Different strategies. Same mistake. Both forget Paul’s words: “We wrestle not against flesh and blood.” And while the church wastes its strength on the wrong enemies, Satan laughs.
The Only Power That Saves
Paul declared: “I am not ashamed of the gospel, for it is the power of God for salvation.” Not the law. Not politics. Not cultural influence. The gospel.
And the gospel is not a slogan or a ticket to heaven. It is the daily armor of God, without which you cannot stand. Every piece of protection Paul names in Ephesians 6 is Christ Himself. The belt is His truth. The breastplate is His righteousness. The shield is faith in Him. The helmet is His finished salvation. And the sword is His Word. To neglect this is to walk naked into a battlefield where the enemy does not sleep.

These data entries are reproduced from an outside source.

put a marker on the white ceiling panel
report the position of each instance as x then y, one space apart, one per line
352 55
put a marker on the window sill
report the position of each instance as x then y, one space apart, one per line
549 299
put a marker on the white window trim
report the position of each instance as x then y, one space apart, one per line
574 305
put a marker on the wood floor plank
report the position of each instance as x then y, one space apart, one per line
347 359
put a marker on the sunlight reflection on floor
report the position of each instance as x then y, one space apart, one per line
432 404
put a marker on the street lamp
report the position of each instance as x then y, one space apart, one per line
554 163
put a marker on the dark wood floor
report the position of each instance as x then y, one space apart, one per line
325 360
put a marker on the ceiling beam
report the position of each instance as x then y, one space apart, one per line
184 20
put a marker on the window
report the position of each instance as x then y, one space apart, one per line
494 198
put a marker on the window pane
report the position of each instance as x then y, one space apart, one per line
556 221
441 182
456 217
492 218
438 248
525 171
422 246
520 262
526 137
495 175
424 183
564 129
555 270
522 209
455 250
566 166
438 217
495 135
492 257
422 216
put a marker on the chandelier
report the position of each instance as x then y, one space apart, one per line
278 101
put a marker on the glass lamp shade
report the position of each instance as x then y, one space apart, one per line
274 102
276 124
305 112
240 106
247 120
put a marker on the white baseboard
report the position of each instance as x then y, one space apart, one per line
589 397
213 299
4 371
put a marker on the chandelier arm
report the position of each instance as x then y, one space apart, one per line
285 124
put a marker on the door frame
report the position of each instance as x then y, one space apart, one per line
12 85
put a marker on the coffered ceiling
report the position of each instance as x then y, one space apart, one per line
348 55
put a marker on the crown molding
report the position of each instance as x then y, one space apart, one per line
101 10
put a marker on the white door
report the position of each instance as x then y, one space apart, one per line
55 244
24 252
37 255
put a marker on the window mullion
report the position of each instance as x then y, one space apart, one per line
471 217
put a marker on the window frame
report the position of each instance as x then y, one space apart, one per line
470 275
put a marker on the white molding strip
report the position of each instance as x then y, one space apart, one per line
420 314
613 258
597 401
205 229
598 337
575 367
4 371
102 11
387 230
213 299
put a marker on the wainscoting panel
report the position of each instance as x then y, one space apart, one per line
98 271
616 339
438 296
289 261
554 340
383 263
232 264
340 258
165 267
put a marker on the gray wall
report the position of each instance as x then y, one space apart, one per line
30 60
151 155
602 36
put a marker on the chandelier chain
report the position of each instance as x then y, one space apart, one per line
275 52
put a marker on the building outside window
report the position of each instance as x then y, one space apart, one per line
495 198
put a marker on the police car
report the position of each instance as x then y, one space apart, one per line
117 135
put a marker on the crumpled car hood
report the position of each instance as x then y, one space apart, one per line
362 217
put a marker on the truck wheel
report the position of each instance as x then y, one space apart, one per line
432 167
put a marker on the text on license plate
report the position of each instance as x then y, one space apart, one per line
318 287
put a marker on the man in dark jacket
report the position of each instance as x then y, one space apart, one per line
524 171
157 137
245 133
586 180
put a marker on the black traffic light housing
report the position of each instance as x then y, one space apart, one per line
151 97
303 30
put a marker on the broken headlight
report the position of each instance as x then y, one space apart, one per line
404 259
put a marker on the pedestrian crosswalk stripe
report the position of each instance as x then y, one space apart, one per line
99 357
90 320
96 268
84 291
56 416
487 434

The Tragedy of Our Pulpits
Here lies the scandal: without even announcing it, our pulpits have left the church unarmed.
In Reformed circles, sermons often collapse into lectures. In megachurches, they collapse into self-help TED Talks. Either way, Satan doesn’t care which poison you drink—so long as you remain defenseless.
I once heard a preacher say, “Preach Ephesians 6 and then move on.” As if the battle ends when the sermon series does! But that is exactly the problem—we handle passages on spiritual warfare like they only matter while we’re in them, not as truths that define our lives.
We would never treat Christ that way—only mentioning Him when He appears in the text and then setting Him aside until He shows up again. Christ is the point of the whole Bible, and Scripture tells us that an entire spiritual army exists to keep us from knowing Him and trusting Him. Paul’s warning in Ephesians 6 isn’t just a sermon outline. It’s a worldview. It’s the lens through which we are called to see the world every single day.
Preach the Whole Counsel of God
The answer is not endless speculation about demons, nor cowardly silence about the war. The answer is to preach the whole counsel of God.
And that counsel is clear: the greatest danger you face is not what you can see, touch, or measure—but the lies and deceptions of spiritual powers that war against your soul.
To ignore this is to disarm the church. To proclaim it is to give God’s people armor, courage, and hope in Christ.
The Call to Arms
Pastor—preach Christ against the powers. Do not starve your sheep while the wolves circle. Christian—stand firm in His armor. Do not be lulled into thinking the battle is politics, preferences, or personal improvement.
This is not a side issue. It is the fight of your life. Ignore it, and the sheep will be devoured. Preach Christ, and the church will stand.
The war is relentless. But the victory is His.